Zdravko Tolimir in the courtroomZdravko Tolimir in the courtroom

A protected witness, PW 14, testifies at the trial of Zdravko Tolimir via video link. The witness confirmed that the evidence he gave at the trial of seven Bosnian Serb officers in November 2006 was true. Zdravko Tolimir, former Mladic’s assistant for intelligence and security in the VRS Main Staff, is charged with the same crimes in Srebrenica and Zepa; the seven Bosnian Serbs were all convicted of those crimes.

The witness described how on 11 July 1995, after Mladic’s troops overran Srebrenica, he and his father and brother joined a column of civilians and BH Army soldiers that took off towards Tuzla through the woods. The witness’s mother and sister sought shelter in Potocari near the UN Dutch Battalion base.

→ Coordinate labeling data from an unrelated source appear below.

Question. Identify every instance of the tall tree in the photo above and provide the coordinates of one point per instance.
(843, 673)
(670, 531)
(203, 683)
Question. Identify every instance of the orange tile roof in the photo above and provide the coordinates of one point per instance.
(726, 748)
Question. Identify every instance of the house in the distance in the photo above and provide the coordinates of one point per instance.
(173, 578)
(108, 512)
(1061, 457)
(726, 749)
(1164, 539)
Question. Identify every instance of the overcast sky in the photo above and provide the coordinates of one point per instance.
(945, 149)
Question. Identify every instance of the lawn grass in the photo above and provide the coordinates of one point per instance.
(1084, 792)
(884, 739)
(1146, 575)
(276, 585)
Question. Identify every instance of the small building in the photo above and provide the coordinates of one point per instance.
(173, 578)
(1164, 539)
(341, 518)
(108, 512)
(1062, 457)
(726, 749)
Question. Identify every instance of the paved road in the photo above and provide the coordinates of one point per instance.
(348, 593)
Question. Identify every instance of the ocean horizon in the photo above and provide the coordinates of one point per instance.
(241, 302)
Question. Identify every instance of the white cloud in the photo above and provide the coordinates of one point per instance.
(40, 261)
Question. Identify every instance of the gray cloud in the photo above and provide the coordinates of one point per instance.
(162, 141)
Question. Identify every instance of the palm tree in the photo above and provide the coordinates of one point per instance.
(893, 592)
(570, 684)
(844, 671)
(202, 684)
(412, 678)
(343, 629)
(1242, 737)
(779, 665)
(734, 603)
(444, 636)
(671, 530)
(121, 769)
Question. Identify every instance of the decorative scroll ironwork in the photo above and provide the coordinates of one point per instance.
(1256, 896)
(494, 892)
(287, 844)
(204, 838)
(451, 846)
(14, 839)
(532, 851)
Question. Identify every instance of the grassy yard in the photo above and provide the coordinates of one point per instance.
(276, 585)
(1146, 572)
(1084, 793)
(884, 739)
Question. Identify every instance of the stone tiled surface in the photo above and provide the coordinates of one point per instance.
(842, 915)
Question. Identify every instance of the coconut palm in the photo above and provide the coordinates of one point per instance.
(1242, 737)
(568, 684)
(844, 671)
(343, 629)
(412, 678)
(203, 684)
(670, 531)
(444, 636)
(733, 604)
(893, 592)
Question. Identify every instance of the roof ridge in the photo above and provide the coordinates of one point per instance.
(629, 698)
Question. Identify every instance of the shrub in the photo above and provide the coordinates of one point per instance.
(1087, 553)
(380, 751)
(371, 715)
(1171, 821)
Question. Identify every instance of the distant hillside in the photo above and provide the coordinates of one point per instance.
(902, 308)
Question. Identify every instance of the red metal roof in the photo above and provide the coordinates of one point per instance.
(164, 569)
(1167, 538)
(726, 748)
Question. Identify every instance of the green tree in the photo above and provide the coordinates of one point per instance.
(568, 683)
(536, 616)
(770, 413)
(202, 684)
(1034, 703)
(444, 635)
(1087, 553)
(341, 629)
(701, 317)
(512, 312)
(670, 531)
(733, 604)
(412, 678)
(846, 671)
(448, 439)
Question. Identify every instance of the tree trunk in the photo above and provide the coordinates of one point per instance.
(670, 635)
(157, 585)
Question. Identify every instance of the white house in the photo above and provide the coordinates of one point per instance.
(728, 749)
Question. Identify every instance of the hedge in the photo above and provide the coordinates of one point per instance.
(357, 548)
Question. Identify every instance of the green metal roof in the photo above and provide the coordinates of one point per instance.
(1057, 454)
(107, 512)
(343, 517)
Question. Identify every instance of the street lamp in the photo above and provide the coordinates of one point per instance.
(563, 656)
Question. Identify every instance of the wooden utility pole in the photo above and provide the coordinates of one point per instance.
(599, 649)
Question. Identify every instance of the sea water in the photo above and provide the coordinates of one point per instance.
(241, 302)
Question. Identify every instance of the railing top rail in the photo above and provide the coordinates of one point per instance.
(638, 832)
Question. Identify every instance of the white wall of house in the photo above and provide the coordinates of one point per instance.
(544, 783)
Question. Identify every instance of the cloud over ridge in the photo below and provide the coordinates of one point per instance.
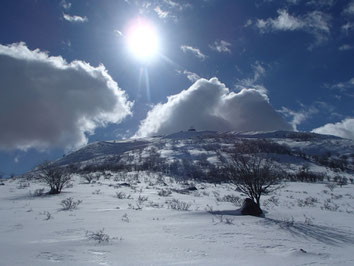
(343, 129)
(210, 105)
(46, 102)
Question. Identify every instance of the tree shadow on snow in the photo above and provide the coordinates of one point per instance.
(324, 234)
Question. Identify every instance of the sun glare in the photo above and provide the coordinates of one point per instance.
(142, 39)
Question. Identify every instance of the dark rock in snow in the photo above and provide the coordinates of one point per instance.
(249, 207)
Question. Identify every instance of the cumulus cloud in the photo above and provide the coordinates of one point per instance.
(161, 13)
(349, 10)
(221, 46)
(315, 23)
(344, 129)
(195, 51)
(345, 47)
(77, 19)
(347, 27)
(298, 117)
(210, 105)
(64, 4)
(193, 77)
(254, 81)
(46, 102)
(342, 86)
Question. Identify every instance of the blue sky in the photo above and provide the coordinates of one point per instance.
(278, 65)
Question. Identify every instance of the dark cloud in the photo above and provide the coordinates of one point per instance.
(46, 102)
(209, 105)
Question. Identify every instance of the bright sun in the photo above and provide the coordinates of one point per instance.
(143, 40)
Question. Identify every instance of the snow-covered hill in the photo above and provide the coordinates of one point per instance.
(175, 153)
(155, 201)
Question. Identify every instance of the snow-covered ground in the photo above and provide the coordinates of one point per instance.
(304, 224)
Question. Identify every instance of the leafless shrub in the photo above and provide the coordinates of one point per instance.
(47, 215)
(142, 199)
(178, 205)
(154, 205)
(341, 180)
(100, 236)
(37, 193)
(164, 192)
(331, 186)
(236, 200)
(89, 177)
(125, 218)
(330, 206)
(55, 177)
(122, 195)
(307, 202)
(254, 176)
(221, 219)
(97, 192)
(69, 204)
(23, 184)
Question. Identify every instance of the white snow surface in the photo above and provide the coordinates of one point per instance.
(304, 223)
(211, 232)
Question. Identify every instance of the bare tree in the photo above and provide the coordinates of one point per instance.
(55, 177)
(254, 176)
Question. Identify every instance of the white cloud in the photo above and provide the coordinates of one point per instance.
(347, 27)
(209, 105)
(74, 18)
(64, 4)
(46, 102)
(345, 47)
(315, 23)
(221, 46)
(253, 82)
(298, 117)
(342, 86)
(283, 22)
(195, 51)
(193, 77)
(344, 129)
(161, 13)
(349, 10)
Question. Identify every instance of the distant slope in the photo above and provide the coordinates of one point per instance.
(183, 152)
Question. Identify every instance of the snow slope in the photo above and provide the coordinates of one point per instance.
(304, 224)
(151, 218)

As the witness recounted, the Serb forces ambushed the column several times. The witness saw gruesome sights: dismembered bodies and persons whose throats had been cut. Twice the witness got separated from his father and brother but managed to find them before they surrendered to the VRS in the morning of 13 July 1995 in a field near Sandici. They heard people calling on them to surrender from the base of the hill. They also saw a white UN personnel carrier and soldiers with blue helmets; this led them to believe that UNPROFOR troops were there and that ‘it would not be so easy to kill us all’. In the end, it turned out that Mladic’s troops had seized the UN armored personnel carrier and that Serb soldiers wore blue helmets. ‘We realized that they used it to lure us to surrender’, the witness said.

The men who gathered in the field had to surrender all their money and valuables. The witness was allowed to bring water from a nearby house. The witness seized that opportunity to sneak onto a bus with women and children. The buses stopped in Sandici on their way from Potocari towards Kladanj. The witness never saw his father again; his remains had not been found.

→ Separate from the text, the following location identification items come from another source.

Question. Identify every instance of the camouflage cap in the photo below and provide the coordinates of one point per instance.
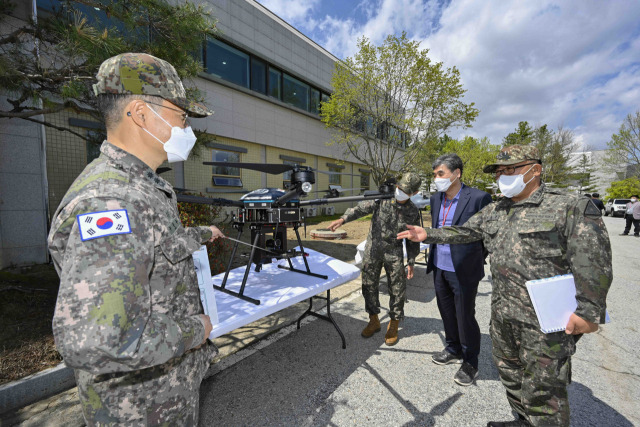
(409, 183)
(512, 154)
(143, 74)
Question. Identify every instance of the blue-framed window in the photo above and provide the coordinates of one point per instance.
(226, 176)
(227, 62)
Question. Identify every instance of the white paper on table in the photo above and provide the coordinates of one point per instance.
(205, 283)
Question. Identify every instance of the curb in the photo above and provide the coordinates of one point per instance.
(36, 387)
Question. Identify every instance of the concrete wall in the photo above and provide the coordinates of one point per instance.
(23, 210)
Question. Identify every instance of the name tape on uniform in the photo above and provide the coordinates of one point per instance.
(106, 223)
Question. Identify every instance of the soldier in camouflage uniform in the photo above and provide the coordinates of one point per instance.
(535, 232)
(383, 250)
(128, 317)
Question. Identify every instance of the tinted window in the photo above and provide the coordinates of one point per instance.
(314, 103)
(227, 63)
(258, 76)
(295, 93)
(274, 83)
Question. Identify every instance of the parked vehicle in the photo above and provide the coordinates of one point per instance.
(616, 207)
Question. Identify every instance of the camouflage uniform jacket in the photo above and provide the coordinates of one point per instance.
(126, 301)
(547, 234)
(389, 218)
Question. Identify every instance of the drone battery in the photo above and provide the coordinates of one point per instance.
(277, 243)
(286, 214)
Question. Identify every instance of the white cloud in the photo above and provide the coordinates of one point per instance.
(544, 62)
(573, 62)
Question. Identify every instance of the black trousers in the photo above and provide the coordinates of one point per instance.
(636, 225)
(457, 305)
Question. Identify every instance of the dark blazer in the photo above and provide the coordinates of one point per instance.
(468, 259)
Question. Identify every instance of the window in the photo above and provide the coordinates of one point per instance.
(314, 104)
(258, 76)
(275, 80)
(224, 175)
(93, 144)
(286, 177)
(365, 180)
(295, 93)
(335, 178)
(227, 62)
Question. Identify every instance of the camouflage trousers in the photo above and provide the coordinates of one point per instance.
(167, 394)
(535, 368)
(396, 279)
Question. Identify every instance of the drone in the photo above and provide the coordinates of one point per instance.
(268, 212)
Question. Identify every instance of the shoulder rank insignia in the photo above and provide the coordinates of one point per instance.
(591, 210)
(100, 224)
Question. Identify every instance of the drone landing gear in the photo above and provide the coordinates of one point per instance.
(259, 232)
(304, 258)
(239, 294)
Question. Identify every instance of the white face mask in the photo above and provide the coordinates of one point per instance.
(443, 184)
(401, 196)
(180, 142)
(417, 198)
(512, 185)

In the cross-examination, General Tolimir claimed that the column moving towards Tuzla was a legitimate military target because it contained a large number of BH Army soldiers. The accused contended that the men had been ordered by the BH Army to head into the woods. Tolimir tried to corroborate his claim that most of the victims from the column lost their lives in the fighting as they were trying to break through to Tuzla. According to General Tolimir, a number of Bosniaks were killed ‘fighting each other’.

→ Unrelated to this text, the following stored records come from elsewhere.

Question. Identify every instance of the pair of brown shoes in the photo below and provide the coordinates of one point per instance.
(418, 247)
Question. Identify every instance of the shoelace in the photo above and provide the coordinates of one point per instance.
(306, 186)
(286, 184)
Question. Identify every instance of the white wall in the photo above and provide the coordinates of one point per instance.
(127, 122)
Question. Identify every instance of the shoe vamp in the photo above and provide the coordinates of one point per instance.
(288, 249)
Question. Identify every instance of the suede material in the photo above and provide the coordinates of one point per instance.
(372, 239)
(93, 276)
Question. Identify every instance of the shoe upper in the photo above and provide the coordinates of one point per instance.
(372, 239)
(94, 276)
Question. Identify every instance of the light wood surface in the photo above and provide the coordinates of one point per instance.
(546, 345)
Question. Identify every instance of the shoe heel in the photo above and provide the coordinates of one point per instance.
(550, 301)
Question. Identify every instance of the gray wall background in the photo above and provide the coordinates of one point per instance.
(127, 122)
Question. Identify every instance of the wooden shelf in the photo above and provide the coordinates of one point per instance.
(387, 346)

The witness dismissed all the claims of the accused, explaining that his father and brother had decided to go to the forest ‘on their own’ and that ‘like so many others, they followed the majority’. The witness confirmed that there were armed soldiers in the column but this did not make it a legitimate military target. The witness also dismissed the suggestion of the accused that the mass killings in Srebrenica were a consequence of ‘the collusion between US president Bill Clinton and Alija Izetbegovic designed to bring about NATO intervention by sacrificing 5,000 Bosniaks’. The witness replied that he knew who killed his father; ‘I never heard such stories and I’m not really interested in them’. The presiding judge interrupted this line of questioning, reminding the accused that the witness had been ‘just a boy’ at the time, too young to be able to tell the court anything about the purported agreement between Clinton and Izetbegovic.